Without a plot, obviously, there’s no conflict, but there’s always an element of suspense and surprise as the camera—and you along with it—meander with no apparent itinerary. Where will you end up next? Where are you going right now? You may be in a park on the city’s edge one moment, watching a man sell his street art, and wind up in the financial district at sunset as the skyscrapers disgorge their office workers for the evening.
On Wanna Walk’s channel, there are closed captions in 35 languages, sometimes more, so you can eavesdrop on the conversations of passersby even if you don’t speak the language. Kersz has recorded across the world since his initial Mexico City videos: Buenos Aires, New York City, Havana, Santiago, London, Madrid, and more.
There’s a sense of novelty to the approach, but if you peer deeply enough into the past, you can find short films of quiet, lengthy shots on long-gone city streets. For the most part, they’re not saddled with narration because they’re silent movies. It’s as if as soon as people figured out how to add sound to film reels, they figured the audience would always want to hear them talking nonstop.
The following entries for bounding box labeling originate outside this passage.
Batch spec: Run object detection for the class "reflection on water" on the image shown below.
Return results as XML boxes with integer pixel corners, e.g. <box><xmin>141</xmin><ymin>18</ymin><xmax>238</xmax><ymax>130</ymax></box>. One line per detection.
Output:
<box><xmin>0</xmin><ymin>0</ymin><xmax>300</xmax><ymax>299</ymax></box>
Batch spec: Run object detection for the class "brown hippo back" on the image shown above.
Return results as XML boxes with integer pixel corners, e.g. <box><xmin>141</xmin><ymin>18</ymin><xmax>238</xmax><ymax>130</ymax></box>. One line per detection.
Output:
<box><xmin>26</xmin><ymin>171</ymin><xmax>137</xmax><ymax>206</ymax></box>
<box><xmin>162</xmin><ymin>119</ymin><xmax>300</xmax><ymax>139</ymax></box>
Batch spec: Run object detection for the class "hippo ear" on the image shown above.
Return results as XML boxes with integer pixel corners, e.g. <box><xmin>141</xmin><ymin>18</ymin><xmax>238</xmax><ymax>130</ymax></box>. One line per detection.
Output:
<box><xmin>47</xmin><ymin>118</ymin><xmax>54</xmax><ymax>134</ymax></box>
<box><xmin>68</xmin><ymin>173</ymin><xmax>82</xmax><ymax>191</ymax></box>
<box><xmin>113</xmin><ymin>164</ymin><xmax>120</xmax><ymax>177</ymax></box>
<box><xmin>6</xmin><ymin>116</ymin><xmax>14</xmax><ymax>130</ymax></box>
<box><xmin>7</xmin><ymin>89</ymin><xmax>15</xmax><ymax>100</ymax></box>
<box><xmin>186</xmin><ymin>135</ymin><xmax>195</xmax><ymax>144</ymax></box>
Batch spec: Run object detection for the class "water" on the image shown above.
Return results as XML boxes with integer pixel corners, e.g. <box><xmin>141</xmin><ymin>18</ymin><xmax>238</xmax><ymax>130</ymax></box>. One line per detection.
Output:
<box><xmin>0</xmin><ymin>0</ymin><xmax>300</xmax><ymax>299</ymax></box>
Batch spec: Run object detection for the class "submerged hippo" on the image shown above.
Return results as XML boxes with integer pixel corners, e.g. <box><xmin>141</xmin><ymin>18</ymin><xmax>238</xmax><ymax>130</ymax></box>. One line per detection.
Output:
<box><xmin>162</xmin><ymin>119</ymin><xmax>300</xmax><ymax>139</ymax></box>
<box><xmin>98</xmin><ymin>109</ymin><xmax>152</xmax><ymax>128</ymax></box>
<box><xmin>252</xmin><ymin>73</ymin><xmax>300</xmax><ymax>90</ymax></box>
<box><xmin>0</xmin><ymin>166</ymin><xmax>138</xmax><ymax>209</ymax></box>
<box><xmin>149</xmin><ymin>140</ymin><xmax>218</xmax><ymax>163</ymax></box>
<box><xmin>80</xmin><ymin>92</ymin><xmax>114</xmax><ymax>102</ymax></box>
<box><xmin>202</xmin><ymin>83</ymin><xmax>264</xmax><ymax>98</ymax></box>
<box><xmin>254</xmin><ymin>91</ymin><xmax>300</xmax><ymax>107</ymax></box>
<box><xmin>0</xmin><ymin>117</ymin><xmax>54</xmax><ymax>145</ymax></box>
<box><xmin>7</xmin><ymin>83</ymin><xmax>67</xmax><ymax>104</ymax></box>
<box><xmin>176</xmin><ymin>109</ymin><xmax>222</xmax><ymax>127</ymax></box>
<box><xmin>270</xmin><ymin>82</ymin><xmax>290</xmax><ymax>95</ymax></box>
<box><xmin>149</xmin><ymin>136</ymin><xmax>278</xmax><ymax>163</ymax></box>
Making the rounds online in recent years has been 1897’s charming Bataille de neige, an early short film by the Lumière brothers of a snowball fight somewhere in late 19th-century France. Then there’s this short film of 1911 New York City, which doesn’t fit the single unbroken take aesthetic of the modern YouTube walking tours but has a similar fly-on-the-wall mood.
There’s something deeply personal and intimate about these sorts of personal moments in public places, moments we witness every day of our lives, or would witness if we’d snap out of our preoccupations and notice more often. Videos like these encourage us to do that.
I wonder whether it’s because we’re so assaulted by screens that we’ve lost much of our ability and motivation to take enough pauses during the day, and so we compromise by taking those pauses digitally, through our screens, in the way of watching unboxing videos and streams of people eating dinner. It’s still in two dimensions, but it goes down like white bread. Something wholesome and more real, versus all the sugar that is social media and useless clickbait.
In the end, I never made it to Mexico City. Something about a revolution in Sudan and a car blowing up in Arkansas derailed my plans to move the next year. But I must’ve watched those Mexico City videos a hundred times that year. Life was too chaotic to travel, and yet it still feels in my memory like that summer I went to Mexico.